En Autriche, le président Van der Bellen ne chancelle pas

publié le 3 juin 2019 à 20h46

En gérant depuis deux semaines une crise gouvernementale inédite, Alexander Van der Bellen, le président dont on croyait le rôle purement symbolique, est la grande révélation du moment en Autriche. Il a repris en main la gestion de la République depuis la destitution du chancelier Sebastian Kurz, le 27 mai, avec une adresse souveraine.
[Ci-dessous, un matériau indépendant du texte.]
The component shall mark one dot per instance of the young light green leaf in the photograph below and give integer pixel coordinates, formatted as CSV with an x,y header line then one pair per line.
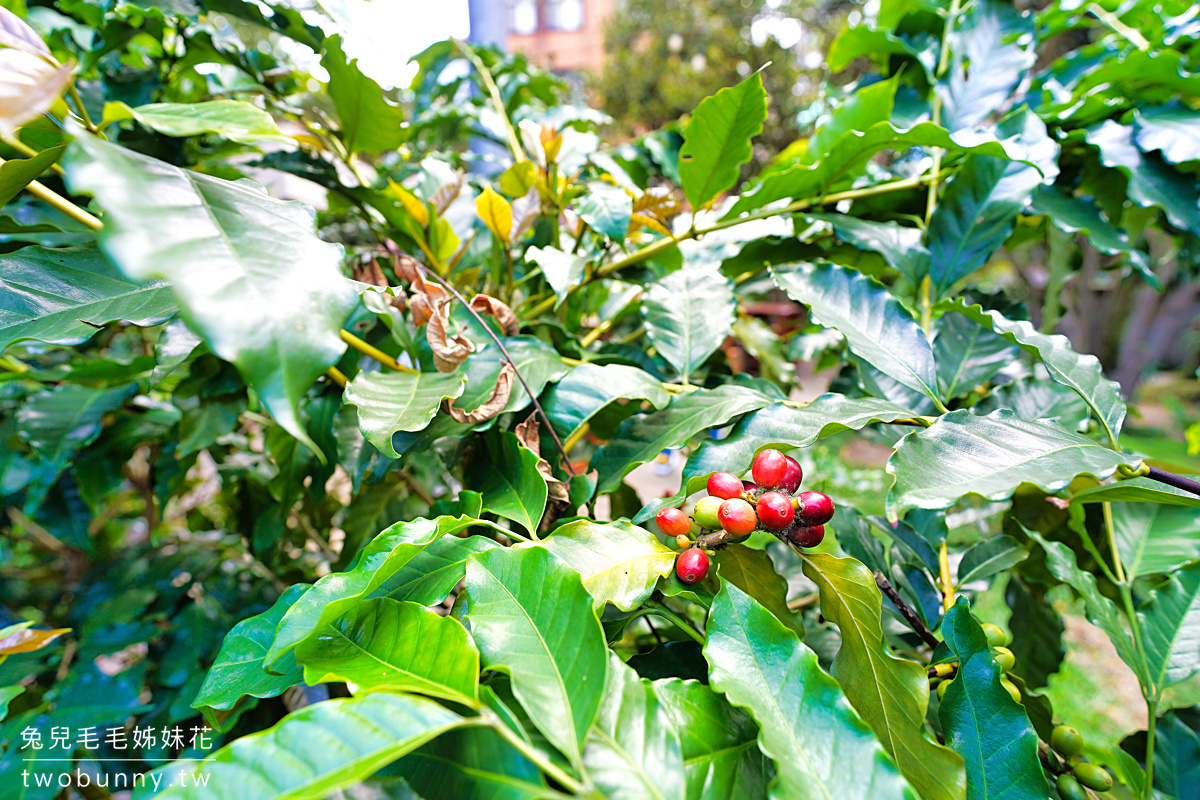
x,y
688,314
964,453
389,402
717,139
249,270
892,693
532,617
982,722
877,328
807,726
619,564
397,645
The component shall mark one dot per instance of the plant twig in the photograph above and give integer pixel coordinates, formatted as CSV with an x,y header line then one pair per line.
x,y
909,614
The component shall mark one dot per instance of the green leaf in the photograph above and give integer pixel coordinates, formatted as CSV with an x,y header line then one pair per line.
x,y
877,328
633,751
389,402
964,453
239,669
249,271
60,296
18,173
233,119
370,124
891,693
619,564
1155,539
315,751
754,572
981,720
507,475
375,565
1170,629
717,139
807,726
1138,489
642,437
967,354
532,617
397,645
589,388
720,743
989,557
1075,370
688,314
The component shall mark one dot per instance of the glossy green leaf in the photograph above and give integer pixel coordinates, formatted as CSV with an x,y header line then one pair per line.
x,y
967,354
963,453
981,720
316,751
588,388
532,618
717,139
370,124
891,693
233,119
720,743
239,669
877,328
375,565
249,271
807,725
641,438
397,645
754,572
507,475
1170,629
1153,537
633,750
389,402
688,314
52,295
619,563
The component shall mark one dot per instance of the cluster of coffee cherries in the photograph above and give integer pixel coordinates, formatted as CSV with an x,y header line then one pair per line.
x,y
772,501
1068,743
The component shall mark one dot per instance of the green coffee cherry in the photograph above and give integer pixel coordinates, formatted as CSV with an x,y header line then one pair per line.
x,y
1069,789
1092,776
1067,741
996,636
1005,657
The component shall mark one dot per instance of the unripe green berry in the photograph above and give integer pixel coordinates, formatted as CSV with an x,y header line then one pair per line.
x,y
1067,741
1092,776
1069,788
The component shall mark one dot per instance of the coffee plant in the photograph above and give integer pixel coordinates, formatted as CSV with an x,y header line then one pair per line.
x,y
342,495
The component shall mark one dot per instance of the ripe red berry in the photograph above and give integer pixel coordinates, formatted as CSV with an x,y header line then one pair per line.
x,y
691,565
792,477
737,517
805,535
775,510
814,509
769,468
725,486
673,522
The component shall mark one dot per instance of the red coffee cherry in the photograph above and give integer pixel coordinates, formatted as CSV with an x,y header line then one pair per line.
x,y
775,510
725,486
691,565
737,517
673,522
792,477
814,509
805,535
769,468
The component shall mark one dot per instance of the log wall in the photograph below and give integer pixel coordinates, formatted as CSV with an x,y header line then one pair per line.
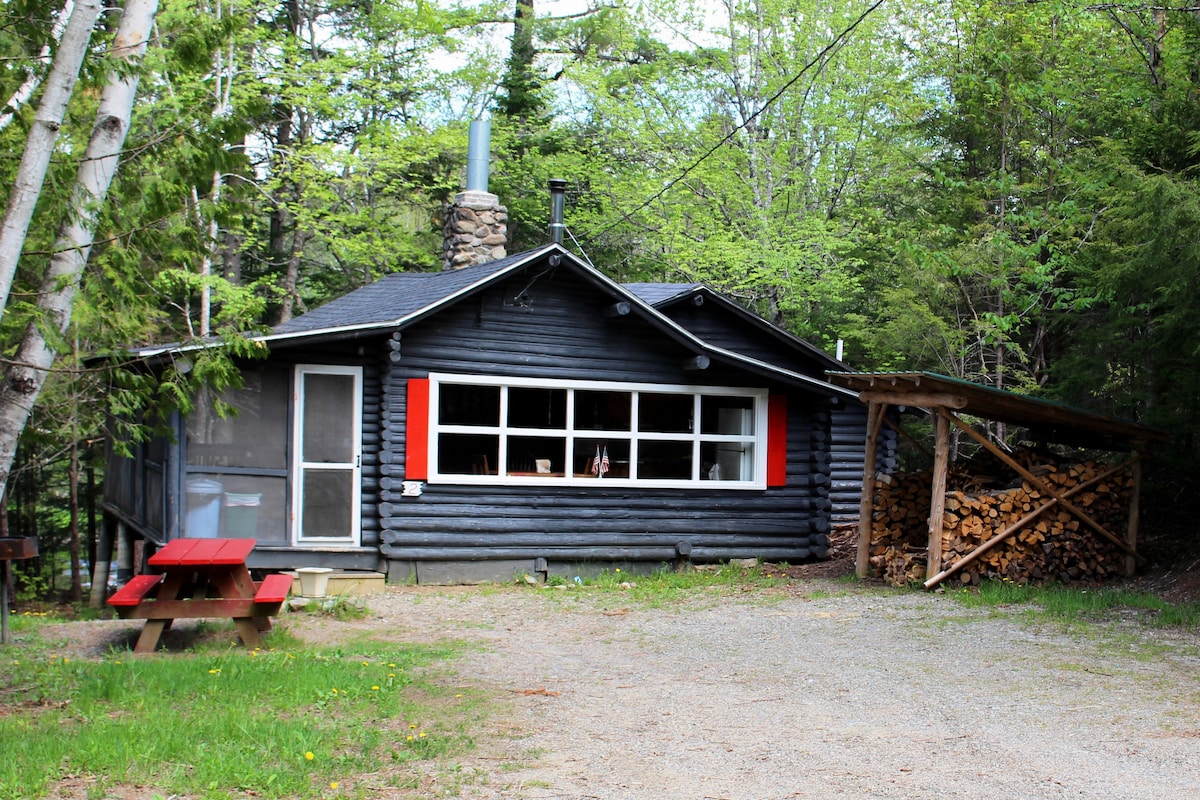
x,y
555,328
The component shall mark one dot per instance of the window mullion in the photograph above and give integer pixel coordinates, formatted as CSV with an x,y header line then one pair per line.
x,y
502,456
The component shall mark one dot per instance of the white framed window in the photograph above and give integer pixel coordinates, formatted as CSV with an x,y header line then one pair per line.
x,y
516,431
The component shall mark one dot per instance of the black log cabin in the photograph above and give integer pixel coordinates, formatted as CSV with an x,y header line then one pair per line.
x,y
517,416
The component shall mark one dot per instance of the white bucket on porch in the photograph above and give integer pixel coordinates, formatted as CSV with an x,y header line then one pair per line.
x,y
313,581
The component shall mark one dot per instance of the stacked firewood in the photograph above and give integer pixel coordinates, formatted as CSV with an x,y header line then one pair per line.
x,y
1054,546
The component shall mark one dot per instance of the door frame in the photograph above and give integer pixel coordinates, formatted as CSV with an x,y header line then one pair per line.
x,y
354,465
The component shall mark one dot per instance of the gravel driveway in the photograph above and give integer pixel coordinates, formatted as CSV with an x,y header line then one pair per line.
x,y
817,691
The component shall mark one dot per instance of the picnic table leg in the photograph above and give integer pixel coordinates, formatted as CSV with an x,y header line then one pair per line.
x,y
238,583
154,627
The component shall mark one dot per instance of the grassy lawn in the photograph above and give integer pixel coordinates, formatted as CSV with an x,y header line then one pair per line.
x,y
291,721
1083,605
301,721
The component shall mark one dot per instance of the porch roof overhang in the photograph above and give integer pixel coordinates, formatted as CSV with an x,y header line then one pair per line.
x,y
1045,419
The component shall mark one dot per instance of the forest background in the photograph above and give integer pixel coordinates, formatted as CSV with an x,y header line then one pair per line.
x,y
1000,191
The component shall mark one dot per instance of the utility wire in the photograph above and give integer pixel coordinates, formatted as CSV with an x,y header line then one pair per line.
x,y
816,59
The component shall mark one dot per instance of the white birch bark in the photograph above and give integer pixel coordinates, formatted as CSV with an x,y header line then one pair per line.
x,y
27,373
25,91
40,142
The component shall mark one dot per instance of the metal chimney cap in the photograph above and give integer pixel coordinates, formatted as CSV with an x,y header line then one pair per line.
x,y
557,193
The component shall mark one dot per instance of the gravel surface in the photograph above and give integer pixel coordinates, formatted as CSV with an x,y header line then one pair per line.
x,y
820,690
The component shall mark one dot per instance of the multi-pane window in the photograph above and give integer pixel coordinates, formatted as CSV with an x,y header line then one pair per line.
x,y
511,431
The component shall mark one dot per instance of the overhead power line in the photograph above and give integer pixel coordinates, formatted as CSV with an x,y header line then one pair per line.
x,y
816,59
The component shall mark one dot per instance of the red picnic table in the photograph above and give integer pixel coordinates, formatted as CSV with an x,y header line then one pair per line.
x,y
202,578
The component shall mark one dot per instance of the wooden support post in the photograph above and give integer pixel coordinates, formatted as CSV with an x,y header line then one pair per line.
x,y
1134,515
875,414
937,499
103,560
124,553
5,579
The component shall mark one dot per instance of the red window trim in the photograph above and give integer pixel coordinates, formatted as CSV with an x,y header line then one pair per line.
x,y
417,435
777,440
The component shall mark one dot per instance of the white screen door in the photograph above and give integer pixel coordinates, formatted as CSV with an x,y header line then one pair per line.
x,y
328,451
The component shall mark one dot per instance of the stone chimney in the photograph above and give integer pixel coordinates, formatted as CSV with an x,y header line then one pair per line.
x,y
477,227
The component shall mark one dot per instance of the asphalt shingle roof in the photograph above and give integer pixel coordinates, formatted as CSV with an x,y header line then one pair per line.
x,y
394,298
655,293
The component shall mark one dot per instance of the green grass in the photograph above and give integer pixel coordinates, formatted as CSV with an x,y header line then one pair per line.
x,y
1072,605
287,722
669,587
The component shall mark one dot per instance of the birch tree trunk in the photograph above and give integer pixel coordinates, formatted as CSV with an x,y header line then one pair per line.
x,y
42,136
25,91
31,362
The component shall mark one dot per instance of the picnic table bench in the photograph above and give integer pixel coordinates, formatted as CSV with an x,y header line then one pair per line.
x,y
202,578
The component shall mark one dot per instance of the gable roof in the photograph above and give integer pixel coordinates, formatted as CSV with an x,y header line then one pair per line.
x,y
394,300
664,295
402,299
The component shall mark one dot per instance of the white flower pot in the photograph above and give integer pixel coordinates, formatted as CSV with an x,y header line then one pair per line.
x,y
313,581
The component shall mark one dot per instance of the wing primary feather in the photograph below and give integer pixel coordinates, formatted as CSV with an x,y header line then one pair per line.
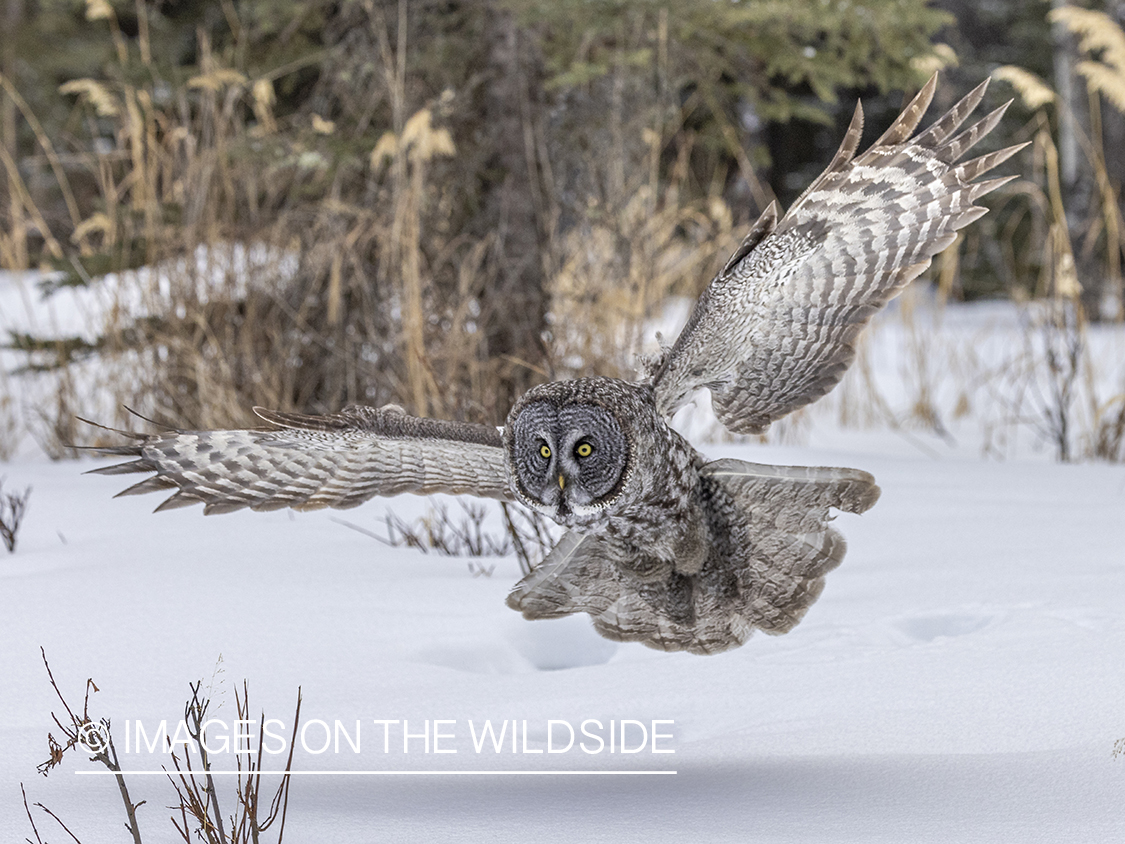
x,y
338,460
844,154
910,117
764,225
942,128
777,329
966,140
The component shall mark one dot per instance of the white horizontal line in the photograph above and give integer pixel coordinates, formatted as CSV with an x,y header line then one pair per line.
x,y
376,773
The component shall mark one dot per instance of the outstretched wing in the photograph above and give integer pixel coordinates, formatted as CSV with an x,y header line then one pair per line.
x,y
772,546
776,329
307,463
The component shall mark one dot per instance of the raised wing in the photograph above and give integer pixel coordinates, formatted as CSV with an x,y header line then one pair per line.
x,y
777,328
307,463
772,546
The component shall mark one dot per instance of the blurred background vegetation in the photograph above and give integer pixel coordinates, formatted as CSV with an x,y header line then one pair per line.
x,y
442,203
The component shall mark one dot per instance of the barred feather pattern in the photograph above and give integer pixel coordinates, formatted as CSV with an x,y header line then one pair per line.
x,y
308,463
777,328
771,546
662,547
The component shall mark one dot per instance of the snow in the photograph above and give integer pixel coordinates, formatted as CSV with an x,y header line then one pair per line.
x,y
961,679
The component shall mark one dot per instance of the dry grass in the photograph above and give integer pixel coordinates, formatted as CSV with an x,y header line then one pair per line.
x,y
294,263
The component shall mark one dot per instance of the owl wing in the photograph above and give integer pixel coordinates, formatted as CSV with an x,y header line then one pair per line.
x,y
777,326
307,463
772,546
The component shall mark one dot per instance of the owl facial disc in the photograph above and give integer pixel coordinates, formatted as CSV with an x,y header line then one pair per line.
x,y
569,460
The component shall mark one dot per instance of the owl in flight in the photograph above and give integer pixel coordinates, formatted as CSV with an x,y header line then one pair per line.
x,y
662,546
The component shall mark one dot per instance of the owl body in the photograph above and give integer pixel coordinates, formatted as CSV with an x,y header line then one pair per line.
x,y
662,546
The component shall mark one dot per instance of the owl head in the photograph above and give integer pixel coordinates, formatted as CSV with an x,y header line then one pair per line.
x,y
568,448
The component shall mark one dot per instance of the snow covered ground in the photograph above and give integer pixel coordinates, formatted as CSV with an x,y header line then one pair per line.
x,y
961,679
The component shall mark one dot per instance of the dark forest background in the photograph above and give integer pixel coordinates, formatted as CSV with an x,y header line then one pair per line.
x,y
444,203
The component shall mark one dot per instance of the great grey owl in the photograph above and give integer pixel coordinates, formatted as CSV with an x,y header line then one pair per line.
x,y
662,546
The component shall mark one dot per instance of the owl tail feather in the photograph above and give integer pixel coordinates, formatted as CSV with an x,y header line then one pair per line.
x,y
772,546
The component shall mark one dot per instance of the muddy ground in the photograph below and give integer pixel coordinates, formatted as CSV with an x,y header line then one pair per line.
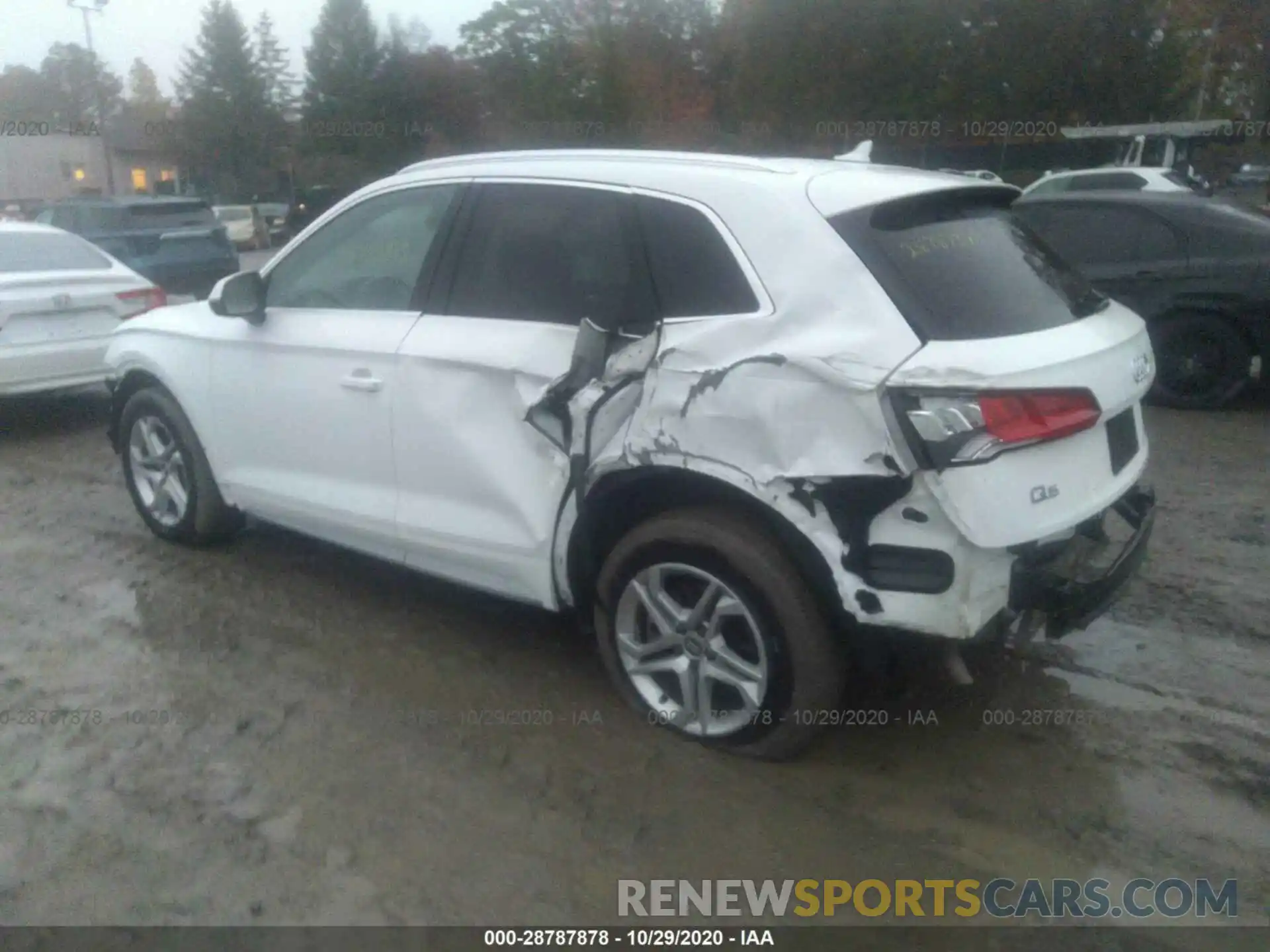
x,y
273,729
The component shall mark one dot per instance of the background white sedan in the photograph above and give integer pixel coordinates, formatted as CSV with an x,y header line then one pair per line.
x,y
60,299
1111,178
244,223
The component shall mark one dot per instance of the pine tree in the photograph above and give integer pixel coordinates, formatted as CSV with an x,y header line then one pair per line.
x,y
342,63
226,122
144,85
273,63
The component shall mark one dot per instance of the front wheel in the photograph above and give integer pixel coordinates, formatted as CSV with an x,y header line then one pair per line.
x,y
168,475
709,630
1203,362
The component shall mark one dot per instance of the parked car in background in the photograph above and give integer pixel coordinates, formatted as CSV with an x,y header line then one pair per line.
x,y
1197,270
984,175
276,219
1250,175
730,411
175,243
60,299
310,204
244,225
1113,178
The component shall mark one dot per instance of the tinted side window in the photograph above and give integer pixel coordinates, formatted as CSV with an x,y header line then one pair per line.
x,y
1158,241
368,258
1117,180
549,253
1050,188
1091,235
694,270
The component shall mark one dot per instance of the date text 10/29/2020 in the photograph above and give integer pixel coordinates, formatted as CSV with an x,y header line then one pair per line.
x,y
632,938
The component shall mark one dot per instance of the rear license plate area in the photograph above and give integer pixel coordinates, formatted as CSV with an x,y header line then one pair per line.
x,y
1122,440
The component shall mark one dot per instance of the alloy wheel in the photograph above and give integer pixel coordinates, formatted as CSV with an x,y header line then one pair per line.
x,y
159,471
693,651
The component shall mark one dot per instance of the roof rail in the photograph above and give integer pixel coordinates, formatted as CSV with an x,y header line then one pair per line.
x,y
734,161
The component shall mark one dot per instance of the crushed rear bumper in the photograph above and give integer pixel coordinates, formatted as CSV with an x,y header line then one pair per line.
x,y
1078,580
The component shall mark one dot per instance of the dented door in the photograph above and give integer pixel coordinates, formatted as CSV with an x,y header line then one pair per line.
x,y
482,479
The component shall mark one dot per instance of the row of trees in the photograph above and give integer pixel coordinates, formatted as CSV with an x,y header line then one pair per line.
x,y
800,75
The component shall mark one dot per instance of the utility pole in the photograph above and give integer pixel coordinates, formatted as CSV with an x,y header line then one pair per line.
x,y
87,7
1208,67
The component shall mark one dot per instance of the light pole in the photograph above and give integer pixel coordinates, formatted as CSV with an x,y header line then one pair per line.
x,y
87,7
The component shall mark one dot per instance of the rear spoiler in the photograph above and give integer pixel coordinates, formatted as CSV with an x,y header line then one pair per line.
x,y
860,154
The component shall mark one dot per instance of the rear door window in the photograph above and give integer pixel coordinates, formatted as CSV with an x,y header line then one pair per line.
x,y
1093,235
1050,187
694,270
171,215
960,267
550,253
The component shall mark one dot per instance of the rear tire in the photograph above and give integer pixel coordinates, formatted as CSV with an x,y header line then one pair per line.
x,y
1202,362
766,619
167,473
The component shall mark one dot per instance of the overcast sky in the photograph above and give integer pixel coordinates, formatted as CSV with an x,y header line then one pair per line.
x,y
159,31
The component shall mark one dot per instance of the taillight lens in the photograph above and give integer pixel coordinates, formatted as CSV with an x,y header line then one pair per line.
x,y
958,429
143,300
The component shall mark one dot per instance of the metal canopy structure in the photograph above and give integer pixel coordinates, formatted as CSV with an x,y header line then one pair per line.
x,y
1176,130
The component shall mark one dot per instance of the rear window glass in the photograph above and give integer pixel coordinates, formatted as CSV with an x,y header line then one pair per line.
x,y
962,267
171,214
36,252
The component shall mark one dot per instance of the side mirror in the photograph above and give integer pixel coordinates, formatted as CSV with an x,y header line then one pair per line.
x,y
239,296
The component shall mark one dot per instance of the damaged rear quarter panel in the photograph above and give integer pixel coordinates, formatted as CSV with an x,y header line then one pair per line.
x,y
785,407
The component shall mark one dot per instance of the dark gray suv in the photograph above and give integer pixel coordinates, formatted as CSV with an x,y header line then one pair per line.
x,y
175,243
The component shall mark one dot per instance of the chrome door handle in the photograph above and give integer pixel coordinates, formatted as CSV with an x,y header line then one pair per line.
x,y
362,380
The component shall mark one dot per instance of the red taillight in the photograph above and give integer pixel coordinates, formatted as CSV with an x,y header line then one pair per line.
x,y
1019,418
964,428
143,300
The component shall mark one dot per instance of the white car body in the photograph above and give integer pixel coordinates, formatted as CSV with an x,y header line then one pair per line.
x,y
1147,179
55,321
408,434
240,230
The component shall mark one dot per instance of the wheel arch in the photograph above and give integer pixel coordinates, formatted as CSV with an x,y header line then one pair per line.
x,y
1242,317
132,381
621,500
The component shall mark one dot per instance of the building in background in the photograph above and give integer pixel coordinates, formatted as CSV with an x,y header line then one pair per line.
x,y
41,168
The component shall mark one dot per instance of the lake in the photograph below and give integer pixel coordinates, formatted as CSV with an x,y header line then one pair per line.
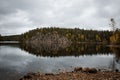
x,y
17,60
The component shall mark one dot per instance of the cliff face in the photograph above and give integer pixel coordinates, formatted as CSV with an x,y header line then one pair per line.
x,y
47,39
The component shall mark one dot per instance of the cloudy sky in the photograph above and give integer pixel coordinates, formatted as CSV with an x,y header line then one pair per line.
x,y
18,16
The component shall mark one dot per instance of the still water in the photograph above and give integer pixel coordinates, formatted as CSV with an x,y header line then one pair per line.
x,y
16,61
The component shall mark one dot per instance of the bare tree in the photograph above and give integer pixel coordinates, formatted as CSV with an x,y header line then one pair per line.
x,y
113,24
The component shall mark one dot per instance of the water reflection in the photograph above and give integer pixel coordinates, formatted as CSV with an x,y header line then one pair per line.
x,y
56,50
115,65
15,60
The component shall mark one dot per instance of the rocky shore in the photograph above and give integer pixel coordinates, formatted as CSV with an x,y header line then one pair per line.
x,y
78,74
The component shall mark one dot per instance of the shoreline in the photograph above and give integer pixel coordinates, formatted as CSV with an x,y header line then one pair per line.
x,y
78,74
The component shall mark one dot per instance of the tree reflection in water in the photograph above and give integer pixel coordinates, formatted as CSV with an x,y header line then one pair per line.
x,y
56,50
116,58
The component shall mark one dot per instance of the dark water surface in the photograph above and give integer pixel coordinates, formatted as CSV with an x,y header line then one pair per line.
x,y
16,61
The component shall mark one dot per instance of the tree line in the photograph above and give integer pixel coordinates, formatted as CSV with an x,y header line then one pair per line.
x,y
75,35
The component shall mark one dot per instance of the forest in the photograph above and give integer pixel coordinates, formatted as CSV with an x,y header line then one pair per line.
x,y
74,35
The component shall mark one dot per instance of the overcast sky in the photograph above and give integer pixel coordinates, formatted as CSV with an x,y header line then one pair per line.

Lundi, l’ancien chef des Verts a intronisé un gouvernement technique intérimaire. Il reviendra à celui-ci d’expédier les affaires courantes, en attendant qu’un nouveau chancelier sorte des urnes, après les législatives anticipées décidées après le scandale dit «d’Ibiza» et attendues pour septembre.

Il y a deux semaines, la parution d’une vidéo compromettante, tournée en 2017 aux Baléares, a provoqué la chute du vice-chancelier de Kurz, Heinz-Christian Strache, puis du gouvernement de coalition avec le parti de celui-ci, le FPÖ (extrême droite), et enfin de Sebastian Kurz lui-même. La motion de censure qui l’a emporté a également renvoyé dans les cordes un premier gouvernement transitoire, que Kurz avait tenté de proposer.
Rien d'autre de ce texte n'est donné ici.